As ‘girls metal’ – a movement of Japanese all-female metal bands which roared to life in the late 2000s – progresses further into its second decade, it looks more and more likely to avoid the kind of steep decline Japan’s all-female rock scene endured in the mid-1990s. This stability is thanks in part to the staying power of the movement’s godmothers, the founders of the first wave of ‘girls metal’ bands.
The triumphs and travails of Mina and Miki, the women behind DESTROSE and G∀LMET respectively, are well-known. Less storied (but no less remarkable) is the career of Yuri, from her beginnings in 2006 with Tengusakura, through the tempestuous tenure of Albion, onto her current role fronting self-styled ‘Japanesque metal’ band Rakshasa.
Though the Rakshasa gig had technically put her on the periphery of the ‘girls metal’ scene since 2016, Yuri returned to the fray earlier this year with the new supergroup Garden of the Lilium. Her partners in this new venture are Vanquiet guitarist Asap☆, an eight-year veteran of the ‘girls rock’ scene; ex-ZETTAI CLUB bassist Ichinose, now active with her solo project Aoiro-Ichigou; and drummer Kanako, adding yet another band to her resume on top of HAGANE and Ryoko.
Garden of the Lilium’s self-titled debut single, produced in collaboration with an enigmatic Los Angeles-based composer by the name of Yoshinori, was released digitally on August 5th. Its two tracks are so unorthodox in structure, they feel more like fragments of a larger concept album than standalone songs.
It’s a little ironic that Yuri’s first band without an official keyboardist would be so heavily influenced by symphonic metal. These elements are especially prominent in the title track, during a melancholic interlude between two rousing choruses in which everyone but Yuri falls silent for close to a minute.
With its delectably crunchy intro, Dawn After Dark initially sounds like it will follow a more conventional blueprint. However, it quickly becomes clear Yuri and Yoshinori have other plans. The rest of the band are more involved on this track – Asap☆ even gets to reel off a solo in the extended bridge – but the song’s most striking aspect is Yuri’s octave-jumping vocal workout.

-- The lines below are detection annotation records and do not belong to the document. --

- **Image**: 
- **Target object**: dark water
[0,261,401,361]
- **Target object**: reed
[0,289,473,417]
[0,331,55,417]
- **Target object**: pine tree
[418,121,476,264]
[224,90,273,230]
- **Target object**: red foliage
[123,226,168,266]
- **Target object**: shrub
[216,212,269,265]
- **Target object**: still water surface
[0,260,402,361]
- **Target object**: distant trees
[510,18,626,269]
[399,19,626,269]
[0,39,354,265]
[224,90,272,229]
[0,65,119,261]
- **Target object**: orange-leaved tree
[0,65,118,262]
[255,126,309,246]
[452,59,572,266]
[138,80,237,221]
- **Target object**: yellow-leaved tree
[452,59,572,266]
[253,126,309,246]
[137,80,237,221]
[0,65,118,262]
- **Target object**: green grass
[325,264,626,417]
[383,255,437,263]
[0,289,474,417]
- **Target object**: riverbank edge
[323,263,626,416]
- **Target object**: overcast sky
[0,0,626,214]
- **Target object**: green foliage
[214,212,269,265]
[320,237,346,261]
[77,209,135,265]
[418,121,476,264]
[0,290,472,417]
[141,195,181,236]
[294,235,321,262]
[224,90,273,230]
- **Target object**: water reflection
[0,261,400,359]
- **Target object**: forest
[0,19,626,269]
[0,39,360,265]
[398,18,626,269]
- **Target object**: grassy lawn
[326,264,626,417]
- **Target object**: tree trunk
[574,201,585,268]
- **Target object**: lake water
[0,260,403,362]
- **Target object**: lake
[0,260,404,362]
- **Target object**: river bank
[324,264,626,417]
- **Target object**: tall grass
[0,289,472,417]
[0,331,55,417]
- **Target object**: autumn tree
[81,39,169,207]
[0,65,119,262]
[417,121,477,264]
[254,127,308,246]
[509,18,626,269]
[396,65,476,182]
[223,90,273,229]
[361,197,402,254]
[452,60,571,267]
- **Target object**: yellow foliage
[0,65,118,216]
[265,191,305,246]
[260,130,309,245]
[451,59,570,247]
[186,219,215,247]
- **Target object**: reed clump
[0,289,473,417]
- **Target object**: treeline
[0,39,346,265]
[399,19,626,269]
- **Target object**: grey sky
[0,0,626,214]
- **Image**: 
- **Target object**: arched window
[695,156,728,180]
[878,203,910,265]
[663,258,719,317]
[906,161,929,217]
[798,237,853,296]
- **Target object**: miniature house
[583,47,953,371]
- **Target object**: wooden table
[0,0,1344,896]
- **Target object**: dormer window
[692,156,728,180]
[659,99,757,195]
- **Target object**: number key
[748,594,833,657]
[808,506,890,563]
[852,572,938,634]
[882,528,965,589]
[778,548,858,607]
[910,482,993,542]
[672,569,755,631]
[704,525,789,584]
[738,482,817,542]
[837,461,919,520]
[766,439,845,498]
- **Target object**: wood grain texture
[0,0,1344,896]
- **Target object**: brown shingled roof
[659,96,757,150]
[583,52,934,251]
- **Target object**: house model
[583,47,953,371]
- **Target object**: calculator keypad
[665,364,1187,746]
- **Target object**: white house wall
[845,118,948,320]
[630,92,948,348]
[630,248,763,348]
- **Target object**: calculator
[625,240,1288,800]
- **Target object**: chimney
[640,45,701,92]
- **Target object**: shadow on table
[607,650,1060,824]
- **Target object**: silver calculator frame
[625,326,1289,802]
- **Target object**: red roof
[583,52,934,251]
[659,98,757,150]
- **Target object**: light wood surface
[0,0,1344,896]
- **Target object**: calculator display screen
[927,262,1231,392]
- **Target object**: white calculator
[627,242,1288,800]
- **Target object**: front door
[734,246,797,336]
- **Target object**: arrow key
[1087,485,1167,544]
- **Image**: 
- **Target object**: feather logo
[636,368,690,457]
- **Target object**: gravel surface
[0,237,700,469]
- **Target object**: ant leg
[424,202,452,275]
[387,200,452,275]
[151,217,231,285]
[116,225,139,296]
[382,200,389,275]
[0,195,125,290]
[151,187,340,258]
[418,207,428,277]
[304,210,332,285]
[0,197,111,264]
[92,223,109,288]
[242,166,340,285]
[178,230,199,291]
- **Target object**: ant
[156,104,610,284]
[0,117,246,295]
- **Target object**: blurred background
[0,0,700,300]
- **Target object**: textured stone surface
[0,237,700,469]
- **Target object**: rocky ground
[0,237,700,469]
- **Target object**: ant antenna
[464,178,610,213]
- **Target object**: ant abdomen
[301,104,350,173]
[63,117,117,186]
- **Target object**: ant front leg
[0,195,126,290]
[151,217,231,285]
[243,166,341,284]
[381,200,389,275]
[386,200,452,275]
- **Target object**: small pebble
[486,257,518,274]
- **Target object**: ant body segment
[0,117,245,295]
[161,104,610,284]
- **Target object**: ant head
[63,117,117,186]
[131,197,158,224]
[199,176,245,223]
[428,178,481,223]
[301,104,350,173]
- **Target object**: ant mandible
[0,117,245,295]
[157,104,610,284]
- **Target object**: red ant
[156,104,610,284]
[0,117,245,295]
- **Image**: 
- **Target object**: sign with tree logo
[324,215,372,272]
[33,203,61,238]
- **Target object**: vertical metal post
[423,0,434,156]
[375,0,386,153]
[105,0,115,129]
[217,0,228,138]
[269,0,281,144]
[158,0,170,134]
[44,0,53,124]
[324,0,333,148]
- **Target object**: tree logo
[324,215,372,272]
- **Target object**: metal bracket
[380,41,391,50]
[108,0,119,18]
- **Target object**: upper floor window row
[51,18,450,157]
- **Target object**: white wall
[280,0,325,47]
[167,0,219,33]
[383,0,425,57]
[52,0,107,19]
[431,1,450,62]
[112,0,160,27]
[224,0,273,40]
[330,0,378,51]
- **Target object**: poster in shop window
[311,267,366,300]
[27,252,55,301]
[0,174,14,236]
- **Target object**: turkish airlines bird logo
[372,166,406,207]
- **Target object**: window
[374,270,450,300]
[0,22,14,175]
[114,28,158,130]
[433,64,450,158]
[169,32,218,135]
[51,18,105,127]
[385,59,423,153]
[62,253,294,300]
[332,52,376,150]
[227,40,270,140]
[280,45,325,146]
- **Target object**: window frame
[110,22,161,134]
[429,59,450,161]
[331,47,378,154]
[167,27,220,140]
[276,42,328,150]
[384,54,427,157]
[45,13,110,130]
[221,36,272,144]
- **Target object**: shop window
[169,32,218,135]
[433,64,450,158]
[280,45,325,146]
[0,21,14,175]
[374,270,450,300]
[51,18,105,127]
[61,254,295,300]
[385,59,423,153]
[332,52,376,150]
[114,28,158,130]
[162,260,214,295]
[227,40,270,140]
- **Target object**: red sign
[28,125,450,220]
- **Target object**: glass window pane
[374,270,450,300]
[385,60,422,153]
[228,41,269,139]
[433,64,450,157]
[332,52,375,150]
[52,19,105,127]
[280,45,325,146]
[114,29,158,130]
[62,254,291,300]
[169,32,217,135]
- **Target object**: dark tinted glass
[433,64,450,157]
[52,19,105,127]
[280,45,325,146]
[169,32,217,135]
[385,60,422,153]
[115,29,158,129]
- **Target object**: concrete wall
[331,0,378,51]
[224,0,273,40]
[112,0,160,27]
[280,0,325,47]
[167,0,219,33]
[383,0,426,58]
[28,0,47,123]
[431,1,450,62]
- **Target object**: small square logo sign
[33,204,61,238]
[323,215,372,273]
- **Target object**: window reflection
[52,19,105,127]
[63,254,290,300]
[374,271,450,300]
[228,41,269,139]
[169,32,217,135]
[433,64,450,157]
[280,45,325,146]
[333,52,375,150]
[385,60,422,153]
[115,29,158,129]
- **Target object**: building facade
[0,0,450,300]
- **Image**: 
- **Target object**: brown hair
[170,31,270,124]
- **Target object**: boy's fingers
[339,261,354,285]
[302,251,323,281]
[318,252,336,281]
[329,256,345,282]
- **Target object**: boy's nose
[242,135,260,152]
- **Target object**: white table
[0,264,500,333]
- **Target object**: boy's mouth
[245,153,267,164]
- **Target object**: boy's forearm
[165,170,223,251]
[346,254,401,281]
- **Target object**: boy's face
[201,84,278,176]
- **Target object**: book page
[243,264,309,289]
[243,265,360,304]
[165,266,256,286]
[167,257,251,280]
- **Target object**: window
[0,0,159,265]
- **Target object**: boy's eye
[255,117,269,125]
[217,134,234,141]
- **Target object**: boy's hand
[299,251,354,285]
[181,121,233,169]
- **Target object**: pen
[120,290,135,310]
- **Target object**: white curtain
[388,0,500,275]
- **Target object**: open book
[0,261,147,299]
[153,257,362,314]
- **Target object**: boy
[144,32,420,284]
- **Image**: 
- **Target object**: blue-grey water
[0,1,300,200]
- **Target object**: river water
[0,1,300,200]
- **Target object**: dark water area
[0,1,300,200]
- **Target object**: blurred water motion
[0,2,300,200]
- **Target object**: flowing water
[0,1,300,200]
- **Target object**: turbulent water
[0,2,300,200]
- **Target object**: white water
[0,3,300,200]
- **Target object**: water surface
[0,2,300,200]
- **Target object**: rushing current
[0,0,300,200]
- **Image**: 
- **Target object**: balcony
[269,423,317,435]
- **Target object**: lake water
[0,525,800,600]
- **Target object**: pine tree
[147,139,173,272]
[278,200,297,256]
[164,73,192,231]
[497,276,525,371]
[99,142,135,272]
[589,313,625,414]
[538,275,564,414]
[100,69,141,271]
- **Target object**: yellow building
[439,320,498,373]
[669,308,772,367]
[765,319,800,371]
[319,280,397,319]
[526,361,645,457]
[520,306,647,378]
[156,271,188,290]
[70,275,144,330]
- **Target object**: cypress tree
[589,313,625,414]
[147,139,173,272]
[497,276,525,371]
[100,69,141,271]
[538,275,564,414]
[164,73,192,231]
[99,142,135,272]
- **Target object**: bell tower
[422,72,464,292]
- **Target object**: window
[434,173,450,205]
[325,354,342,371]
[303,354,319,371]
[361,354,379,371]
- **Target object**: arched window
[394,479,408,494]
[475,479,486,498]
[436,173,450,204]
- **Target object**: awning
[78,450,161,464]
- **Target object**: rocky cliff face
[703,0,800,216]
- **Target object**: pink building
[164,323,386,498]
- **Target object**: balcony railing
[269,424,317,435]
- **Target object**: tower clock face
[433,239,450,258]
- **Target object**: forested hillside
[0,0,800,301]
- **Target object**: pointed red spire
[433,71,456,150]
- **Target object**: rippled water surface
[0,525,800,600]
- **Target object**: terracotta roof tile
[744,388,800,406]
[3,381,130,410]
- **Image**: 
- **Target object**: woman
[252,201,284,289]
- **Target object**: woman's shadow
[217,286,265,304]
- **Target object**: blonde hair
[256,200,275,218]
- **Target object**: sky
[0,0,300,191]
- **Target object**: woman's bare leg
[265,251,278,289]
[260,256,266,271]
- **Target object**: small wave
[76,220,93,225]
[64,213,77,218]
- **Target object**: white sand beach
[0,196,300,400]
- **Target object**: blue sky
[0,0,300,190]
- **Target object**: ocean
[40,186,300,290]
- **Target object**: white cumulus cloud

In the band's defence, symphonic metal bands without keyboardists are nothing new in Japan. It’s certainly never done Versailles any harm. However, if Garden of the Lilium’s future releases are in the same mould as their debut, skimping on a keyboardist may lead to awkward moments on stage, with everyone else standing idle while Yuri sings to a backing track. Not that it will necessarily impact audiences' enjoyment: the lady can sing.